Refactor test pool to be less optional #75

mmcgr · 2023-08-11T01:22:25Z

The 'optional' test pool was over complicated and offered little advantage over using it directly. Functionality is almost unchanged after this refactor, but with a simpler interface.

set and get methods for test engine names now go directly to the engine pool.
Increasing the size of the engine pool also provisions the engines.
Getting an engine from the pool now assumes it exists.
The resize function grew a bit much so has been split into helpers.

src/engines.jl

mcmcgrath13 · 2023-08-15T14:41:53Z

src/engines.jl


 Create an XS engine with default settings and the provided name.

 If the engine already exists, return immediately. If not, create the engine then
 return once the provisioning process is complete, or failed.
 """
-function create_default_engine(name::String)
-    size = "XS"
+function create_default_engine(name::String, size::String="XS")


in case there are other attributes we want to add later, can we make size a kwarg instead of a positional optional arg?

Done. The name isn't so great now, since there are no defaults. create_engine_and_wait, maybe?

src/engines.jl

src/testpool.jl

src/engines.jl

mcmcgrath13 · 2023-08-15T14:53:27Z

src/testpool.jl

 """
 function add_test_engine!(name::String)
    @lock TEST_SERVER_LOCK begin
        engines = TEST_ENGINE_POOL.engines
        engines[name] = 0
    end

+    # Provision the engine if it does not already exist.
+    TEST_ENGINE_POOL.creater(new_name)
+
    return nothing
 end

 function get_next_engine_name(id::Int64)
    return "julia-sdk-test-$(id)"


not for this PR, but this default name could probably use another pass

mcmcgrath13 · 2023-08-15T14:55:04Z

src/testpool.jl

+                end
+                # The engine exists, but is not provisioned despite our best attempts
+            catch
+                # The engine does not exist


is there a specific error we can test for here?

404 means the engine does not exist. There are plans for a 429 with a Retry-After, although that shouldn't be handled here. Then there are HTTP connection errors that are not about the engine.

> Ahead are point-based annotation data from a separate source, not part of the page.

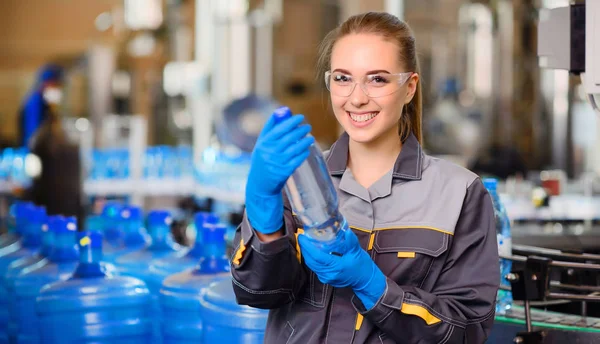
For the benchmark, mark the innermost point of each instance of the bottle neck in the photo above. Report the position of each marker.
(65, 247)
(31, 236)
(135, 234)
(162, 239)
(47, 243)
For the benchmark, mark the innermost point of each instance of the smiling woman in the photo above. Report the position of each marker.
(419, 263)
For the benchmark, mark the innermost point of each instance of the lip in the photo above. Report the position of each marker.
(361, 124)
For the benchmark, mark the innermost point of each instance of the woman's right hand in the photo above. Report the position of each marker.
(281, 148)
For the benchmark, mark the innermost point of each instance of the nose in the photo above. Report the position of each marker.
(359, 96)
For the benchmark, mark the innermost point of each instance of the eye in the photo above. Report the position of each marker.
(341, 78)
(378, 79)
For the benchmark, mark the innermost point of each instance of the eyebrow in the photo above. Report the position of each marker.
(368, 73)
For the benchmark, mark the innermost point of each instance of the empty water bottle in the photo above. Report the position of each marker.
(312, 195)
(504, 299)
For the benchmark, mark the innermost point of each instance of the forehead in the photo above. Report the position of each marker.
(359, 53)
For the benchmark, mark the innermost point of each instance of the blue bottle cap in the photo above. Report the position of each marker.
(94, 223)
(89, 239)
(159, 218)
(61, 224)
(490, 183)
(282, 113)
(112, 209)
(205, 218)
(214, 234)
(131, 213)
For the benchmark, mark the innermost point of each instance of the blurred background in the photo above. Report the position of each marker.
(111, 109)
(160, 101)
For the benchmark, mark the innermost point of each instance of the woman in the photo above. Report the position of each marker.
(420, 263)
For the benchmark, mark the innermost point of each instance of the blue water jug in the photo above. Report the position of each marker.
(27, 264)
(312, 195)
(135, 236)
(224, 321)
(181, 293)
(162, 268)
(13, 234)
(63, 261)
(32, 219)
(135, 264)
(94, 306)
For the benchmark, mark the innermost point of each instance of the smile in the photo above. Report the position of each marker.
(361, 118)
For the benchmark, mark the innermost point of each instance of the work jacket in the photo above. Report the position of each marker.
(428, 225)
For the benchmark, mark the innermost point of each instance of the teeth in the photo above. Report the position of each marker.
(362, 118)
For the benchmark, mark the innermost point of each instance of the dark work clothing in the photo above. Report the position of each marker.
(427, 224)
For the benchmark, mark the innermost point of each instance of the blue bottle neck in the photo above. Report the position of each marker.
(47, 243)
(135, 234)
(162, 239)
(65, 247)
(89, 263)
(214, 259)
(31, 236)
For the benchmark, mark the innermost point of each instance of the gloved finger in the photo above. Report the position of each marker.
(298, 148)
(312, 251)
(296, 161)
(293, 136)
(284, 127)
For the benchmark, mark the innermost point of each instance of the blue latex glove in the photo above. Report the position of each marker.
(280, 149)
(354, 268)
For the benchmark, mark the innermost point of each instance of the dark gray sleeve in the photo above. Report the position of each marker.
(267, 275)
(460, 308)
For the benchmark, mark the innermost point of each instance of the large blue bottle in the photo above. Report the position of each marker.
(224, 321)
(503, 235)
(63, 261)
(27, 263)
(135, 236)
(181, 293)
(32, 219)
(135, 264)
(94, 306)
(312, 195)
(161, 268)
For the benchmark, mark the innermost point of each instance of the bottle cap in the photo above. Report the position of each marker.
(159, 218)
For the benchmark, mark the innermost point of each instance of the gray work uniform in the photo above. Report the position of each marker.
(429, 226)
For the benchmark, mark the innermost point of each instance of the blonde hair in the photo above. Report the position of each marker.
(392, 29)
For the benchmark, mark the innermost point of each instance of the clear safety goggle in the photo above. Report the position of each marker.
(374, 85)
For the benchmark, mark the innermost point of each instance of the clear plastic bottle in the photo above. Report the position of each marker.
(503, 235)
(312, 195)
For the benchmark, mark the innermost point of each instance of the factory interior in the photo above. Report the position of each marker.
(126, 136)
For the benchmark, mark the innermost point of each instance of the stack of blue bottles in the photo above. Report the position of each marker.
(135, 264)
(32, 219)
(224, 321)
(13, 234)
(27, 264)
(63, 261)
(93, 306)
(503, 235)
(162, 268)
(181, 293)
(135, 236)
(112, 228)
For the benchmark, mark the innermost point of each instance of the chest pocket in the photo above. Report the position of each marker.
(408, 255)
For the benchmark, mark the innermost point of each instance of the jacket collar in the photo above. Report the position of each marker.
(408, 166)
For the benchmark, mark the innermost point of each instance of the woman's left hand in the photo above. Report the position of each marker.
(343, 263)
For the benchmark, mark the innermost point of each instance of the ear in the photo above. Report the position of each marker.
(411, 87)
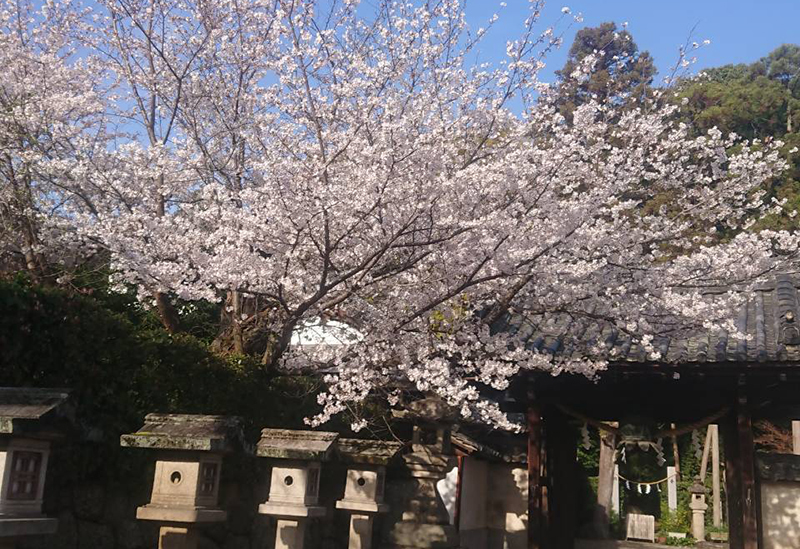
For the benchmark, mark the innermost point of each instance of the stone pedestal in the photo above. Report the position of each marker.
(31, 420)
(294, 481)
(290, 533)
(364, 486)
(360, 532)
(698, 506)
(185, 489)
(177, 537)
(424, 520)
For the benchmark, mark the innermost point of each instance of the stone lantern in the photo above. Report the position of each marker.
(364, 488)
(698, 506)
(30, 421)
(187, 472)
(294, 481)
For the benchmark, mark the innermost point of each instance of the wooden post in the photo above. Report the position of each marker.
(534, 418)
(715, 484)
(561, 453)
(733, 481)
(706, 452)
(748, 472)
(740, 482)
(676, 457)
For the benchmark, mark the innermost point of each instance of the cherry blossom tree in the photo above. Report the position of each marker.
(51, 113)
(305, 160)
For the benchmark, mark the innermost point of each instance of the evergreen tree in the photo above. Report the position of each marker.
(621, 73)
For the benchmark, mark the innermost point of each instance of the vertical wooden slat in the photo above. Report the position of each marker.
(459, 489)
(534, 418)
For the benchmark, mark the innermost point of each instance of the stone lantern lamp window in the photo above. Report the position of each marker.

Reporting the error, whatever it is, could be useful. 404 is a definitive error, but handling that would be covered by reporting the error. The response, if there is one, could also be reported.

but it sounds like we do expect those to be HTTPError and not some other error? Maybe check for that just to avoid a situation where we make a typo in the try block and swallow it

Ah, right. Only HTTPErrors make sense for us. If we do get a different error, something is seriously wrong and we should rethrow.

mcmcgrath13 · 2023-08-15T15:02:09Z

src/testpool.jl

    end

+    @lock TEST_SERVER_LOCK begin


If I'm understanding the concurrency model correctly (which is a big if to be fair), the main place where we could see data update races is when marking engines as available for testing or not. It looks like all of the pool maintenance isn't really threaded. If this is indeed the case, could we use the lock just on those availability updates or use an atomic there?

Pool maintenance can be performed while testing is in progress. This is mainly useful for replacing engines while tests are being run (which we've never actually done as they've never failed during testing). The single global lock for adding/removing/claiming engines is the simplest, most reliable approach to allow this.

If we're not modifying the list during testing (and we aren't in current use) then we could add atomics, and drop the add/remove lock entirely, marking those methods as non-threadsafe.

So, yes we could change it. Is there an advantage in reliability or readability either way?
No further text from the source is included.